Step 1. Soak fabric in warm water

soak the cloth in warm water

  • Fill a bowl with warm water.
  • Soak the stained area of the clothing in warm water for a few minutes to loosen the stain.

Step 2. Sprinkle baking soda over the stain

sprinkle baking soda over the stain

  • Sprinkle baking soda, covering the stained part of the fabric completely.
  • Let it sit for a few minutes.

Step 3. Rub with brush

rub at the stain with a brush

  • Use a small cleaning brush or an old toothbrush to scrub baking soda over the stain.
  • If you wish, you can repeat the process to further lighten the stain.
  • Rinse out the baking soda and wash the clothing with detergent.

A few rounds of scrubbing with baking soda will definitely lighten the stain but won’t remove it completely. Don’t bother with this one; simply put it as a waste of your time and energy.

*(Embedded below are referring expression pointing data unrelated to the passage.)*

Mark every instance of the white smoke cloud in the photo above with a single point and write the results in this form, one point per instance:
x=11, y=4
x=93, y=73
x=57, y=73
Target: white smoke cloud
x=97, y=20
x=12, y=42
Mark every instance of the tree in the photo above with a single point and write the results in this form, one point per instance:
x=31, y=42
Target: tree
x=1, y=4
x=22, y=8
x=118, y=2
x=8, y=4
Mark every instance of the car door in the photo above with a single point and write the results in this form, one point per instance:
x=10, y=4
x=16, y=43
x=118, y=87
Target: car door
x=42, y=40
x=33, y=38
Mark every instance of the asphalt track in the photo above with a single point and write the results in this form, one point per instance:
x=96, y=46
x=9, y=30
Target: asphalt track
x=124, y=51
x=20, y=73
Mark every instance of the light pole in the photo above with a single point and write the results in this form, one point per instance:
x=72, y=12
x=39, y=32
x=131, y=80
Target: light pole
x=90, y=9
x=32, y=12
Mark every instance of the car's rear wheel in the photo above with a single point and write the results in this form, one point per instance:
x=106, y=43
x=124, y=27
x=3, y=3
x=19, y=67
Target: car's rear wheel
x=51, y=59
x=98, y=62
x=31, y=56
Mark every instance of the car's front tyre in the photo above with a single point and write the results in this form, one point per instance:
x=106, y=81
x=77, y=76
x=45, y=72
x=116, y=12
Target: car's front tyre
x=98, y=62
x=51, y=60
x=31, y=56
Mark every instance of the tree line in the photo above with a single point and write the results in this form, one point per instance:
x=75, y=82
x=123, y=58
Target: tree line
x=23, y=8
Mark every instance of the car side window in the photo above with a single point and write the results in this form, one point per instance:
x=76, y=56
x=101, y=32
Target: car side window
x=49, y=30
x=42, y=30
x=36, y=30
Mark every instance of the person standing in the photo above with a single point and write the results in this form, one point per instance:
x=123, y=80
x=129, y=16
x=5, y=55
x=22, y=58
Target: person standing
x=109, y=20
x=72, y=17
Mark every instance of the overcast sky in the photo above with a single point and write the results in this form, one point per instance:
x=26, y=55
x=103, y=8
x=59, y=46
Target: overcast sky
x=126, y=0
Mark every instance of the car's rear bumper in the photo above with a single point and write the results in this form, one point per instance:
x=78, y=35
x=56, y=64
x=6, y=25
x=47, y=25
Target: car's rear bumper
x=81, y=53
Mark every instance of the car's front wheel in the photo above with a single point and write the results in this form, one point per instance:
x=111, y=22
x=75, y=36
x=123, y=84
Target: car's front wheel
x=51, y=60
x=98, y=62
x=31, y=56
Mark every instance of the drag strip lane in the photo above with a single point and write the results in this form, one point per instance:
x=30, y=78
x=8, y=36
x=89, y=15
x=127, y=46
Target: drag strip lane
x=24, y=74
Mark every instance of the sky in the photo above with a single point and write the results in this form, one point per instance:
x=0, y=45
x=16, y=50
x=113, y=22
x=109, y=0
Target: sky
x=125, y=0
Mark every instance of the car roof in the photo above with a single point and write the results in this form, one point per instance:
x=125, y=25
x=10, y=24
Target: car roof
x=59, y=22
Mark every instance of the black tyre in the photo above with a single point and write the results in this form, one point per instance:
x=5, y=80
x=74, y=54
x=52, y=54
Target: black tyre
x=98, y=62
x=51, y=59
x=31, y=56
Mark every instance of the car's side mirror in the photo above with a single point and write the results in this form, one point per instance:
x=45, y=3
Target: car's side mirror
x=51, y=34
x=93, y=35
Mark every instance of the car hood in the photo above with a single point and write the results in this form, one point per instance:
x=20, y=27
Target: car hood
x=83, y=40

final removed tea stain using baking soda


  • Treat tea stains immediately after the spill with the stain removal methods for best results. Older stains are often more difficult to tackle.
  • Wear rubber gloves to protect your hands from chemicals and stain removers.
  • Don’t let the clothing sit in bleach or hydrogen peroxide for long as long-term exposure can ruin the fabric.